Person A: "What about the inode? Now, even if they rename the files (maybe they change "recommended" to a different file, for example), the default etag will work fine!"
Person B: "I dunno, inode seems a bit dangerous."
Person A: "Well, what would be better?"
Person B: "Yeah, good question. I guess I can't think what specifically is wrong with it, I just have a general bad feeling about it."
Person A: "But at least it guarantees you'll download a new one if it's changed. The worst that happens is you download more often than you need to, and anybody who knows they don't have to worry about it can just turn it off."
Person B: "Yeah, that makes sense. It's probably fine for most cases, and it seems better than the easy alternatives."
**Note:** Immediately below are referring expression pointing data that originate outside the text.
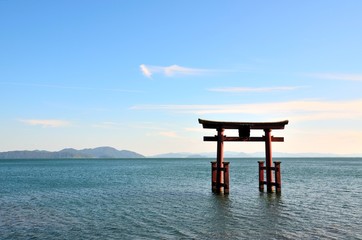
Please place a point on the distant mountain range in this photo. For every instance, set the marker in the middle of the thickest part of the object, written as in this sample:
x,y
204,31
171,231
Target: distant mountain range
x,y
100,152
109,152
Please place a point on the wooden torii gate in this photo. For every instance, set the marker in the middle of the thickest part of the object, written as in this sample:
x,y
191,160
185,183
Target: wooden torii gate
x,y
220,169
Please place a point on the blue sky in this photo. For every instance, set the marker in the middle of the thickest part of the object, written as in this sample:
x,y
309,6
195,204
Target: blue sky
x,y
137,75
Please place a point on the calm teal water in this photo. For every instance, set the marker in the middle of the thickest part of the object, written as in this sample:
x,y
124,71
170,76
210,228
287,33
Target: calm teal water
x,y
172,199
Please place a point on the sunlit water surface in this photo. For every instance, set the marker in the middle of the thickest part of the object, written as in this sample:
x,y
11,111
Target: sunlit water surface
x,y
172,199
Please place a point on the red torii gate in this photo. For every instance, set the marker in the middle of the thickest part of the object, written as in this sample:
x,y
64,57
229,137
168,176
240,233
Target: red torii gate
x,y
220,169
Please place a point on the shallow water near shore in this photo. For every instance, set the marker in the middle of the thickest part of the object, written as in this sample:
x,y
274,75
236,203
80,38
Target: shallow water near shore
x,y
172,199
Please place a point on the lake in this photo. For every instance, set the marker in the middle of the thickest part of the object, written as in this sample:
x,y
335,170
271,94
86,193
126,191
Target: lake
x,y
171,199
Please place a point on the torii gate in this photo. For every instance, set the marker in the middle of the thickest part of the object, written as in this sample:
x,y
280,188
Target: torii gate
x,y
220,169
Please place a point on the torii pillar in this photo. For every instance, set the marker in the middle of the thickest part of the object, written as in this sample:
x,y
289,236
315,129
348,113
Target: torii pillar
x,y
220,169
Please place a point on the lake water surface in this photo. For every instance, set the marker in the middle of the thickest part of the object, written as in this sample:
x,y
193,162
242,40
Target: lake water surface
x,y
171,199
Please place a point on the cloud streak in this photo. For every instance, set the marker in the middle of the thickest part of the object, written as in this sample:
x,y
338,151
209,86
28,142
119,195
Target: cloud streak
x,y
244,89
301,110
337,76
170,71
45,122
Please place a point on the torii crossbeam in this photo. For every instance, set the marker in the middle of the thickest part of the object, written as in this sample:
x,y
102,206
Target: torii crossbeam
x,y
220,169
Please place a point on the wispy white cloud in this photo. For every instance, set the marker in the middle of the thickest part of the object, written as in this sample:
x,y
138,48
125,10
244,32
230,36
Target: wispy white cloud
x,y
244,89
45,122
337,76
169,134
303,110
173,70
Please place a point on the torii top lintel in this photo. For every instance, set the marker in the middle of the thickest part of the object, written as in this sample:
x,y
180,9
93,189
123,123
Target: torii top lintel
x,y
238,125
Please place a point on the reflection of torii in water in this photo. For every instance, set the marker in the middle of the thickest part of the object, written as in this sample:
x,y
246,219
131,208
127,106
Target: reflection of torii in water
x,y
220,169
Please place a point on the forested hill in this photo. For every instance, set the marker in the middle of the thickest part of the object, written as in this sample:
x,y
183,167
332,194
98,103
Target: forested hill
x,y
100,152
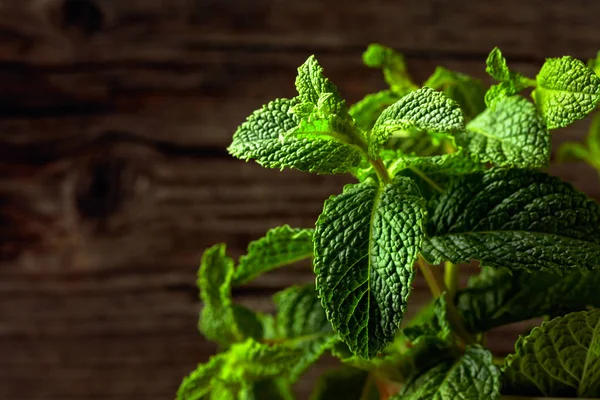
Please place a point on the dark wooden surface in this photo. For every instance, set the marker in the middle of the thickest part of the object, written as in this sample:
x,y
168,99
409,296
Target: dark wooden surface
x,y
114,117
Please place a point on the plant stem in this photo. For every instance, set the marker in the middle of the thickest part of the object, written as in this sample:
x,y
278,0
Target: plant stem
x,y
438,287
451,278
381,170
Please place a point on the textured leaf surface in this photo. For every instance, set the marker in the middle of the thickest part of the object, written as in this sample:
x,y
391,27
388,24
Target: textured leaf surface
x,y
473,377
510,134
559,358
566,91
425,109
498,297
302,321
466,91
393,66
281,246
518,219
217,320
367,110
366,242
263,137
344,383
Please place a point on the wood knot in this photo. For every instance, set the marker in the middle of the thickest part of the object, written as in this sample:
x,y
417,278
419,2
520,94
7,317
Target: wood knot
x,y
102,188
83,17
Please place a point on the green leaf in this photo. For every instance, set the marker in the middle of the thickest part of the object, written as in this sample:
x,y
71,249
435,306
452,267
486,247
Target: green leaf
x,y
566,91
466,91
302,321
498,297
281,246
518,219
511,82
345,383
425,109
511,134
560,358
393,66
366,242
200,382
435,326
367,110
264,137
217,321
473,376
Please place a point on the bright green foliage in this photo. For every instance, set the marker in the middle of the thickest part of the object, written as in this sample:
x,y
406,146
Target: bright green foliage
x,y
366,242
302,321
393,66
473,376
560,358
511,82
345,383
510,134
230,374
425,109
466,91
499,297
217,321
366,111
264,137
279,247
518,219
588,151
566,91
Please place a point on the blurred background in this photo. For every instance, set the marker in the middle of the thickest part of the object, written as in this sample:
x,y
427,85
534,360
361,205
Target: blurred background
x,y
114,119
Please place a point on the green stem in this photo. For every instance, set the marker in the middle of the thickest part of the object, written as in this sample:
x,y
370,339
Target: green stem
x,y
438,287
381,170
451,278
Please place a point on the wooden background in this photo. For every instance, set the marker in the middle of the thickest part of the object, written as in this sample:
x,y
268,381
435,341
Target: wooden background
x,y
114,118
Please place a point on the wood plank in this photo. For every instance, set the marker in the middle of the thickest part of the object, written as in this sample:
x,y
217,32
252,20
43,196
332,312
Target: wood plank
x,y
68,31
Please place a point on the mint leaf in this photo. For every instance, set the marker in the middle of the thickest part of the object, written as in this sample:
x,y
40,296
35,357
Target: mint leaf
x,y
199,383
217,321
425,109
345,383
566,91
393,66
366,242
472,376
518,219
264,137
511,134
367,110
281,246
465,90
511,82
498,297
302,321
559,358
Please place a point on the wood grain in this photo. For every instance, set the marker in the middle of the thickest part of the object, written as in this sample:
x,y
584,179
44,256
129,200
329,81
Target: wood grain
x,y
114,118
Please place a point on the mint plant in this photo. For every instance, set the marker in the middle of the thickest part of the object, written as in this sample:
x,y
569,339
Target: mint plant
x,y
447,173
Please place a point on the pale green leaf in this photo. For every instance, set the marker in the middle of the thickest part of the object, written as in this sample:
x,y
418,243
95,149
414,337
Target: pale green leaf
x,y
366,242
264,137
466,91
560,358
518,219
393,66
367,110
498,297
566,91
301,320
511,134
281,246
473,376
424,109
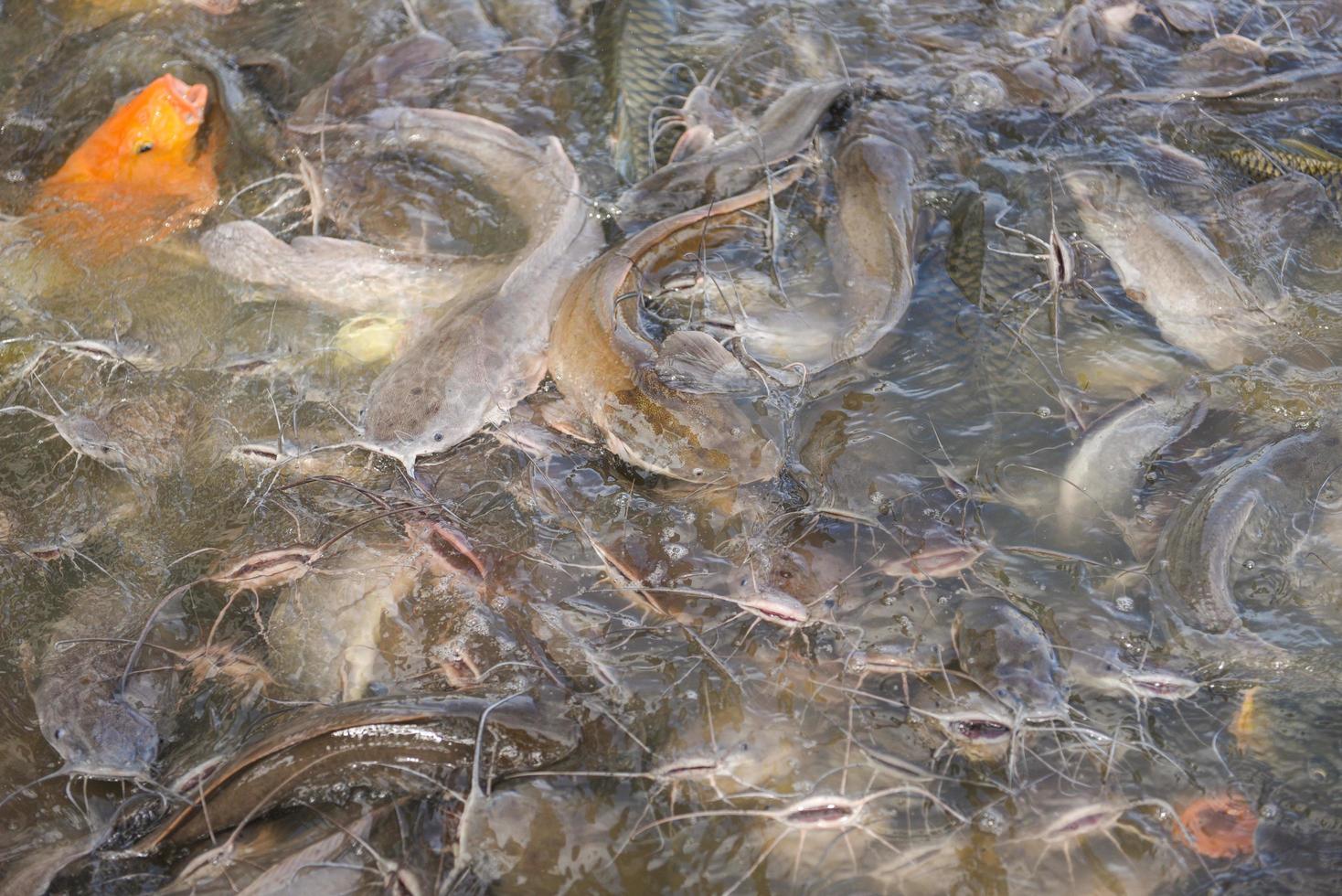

Disclaimer: I don't have any inside knowledge about what the Apache implementers could have been thinking. This is all just hand-wavy guessing, and trying to make up a plausible story. But I've certainly seen this kind of thing happen often enough.
You never know what it was that you didn't think of (in this case, that redundant load-balanced servers serving the same files was more typical than having to worry about size+time collisions). The load balancer isn't part of apache, which makes it easier to make such an oversight.
Plus, the failure mode here is that you didn't make perfectly efficient use of the cache (NOT that you got wrong data), which is arguably better, though annoying. Which suggests that even if they did think of it, they could reasonably assume somebody with enough interest to set up a load balancer would also be ok with tuning their configuration details.
PS: It's not about standards. Nothing specifies how you should calculate the etag, just that it should be enough to tell whether the contents have changed, with high probability.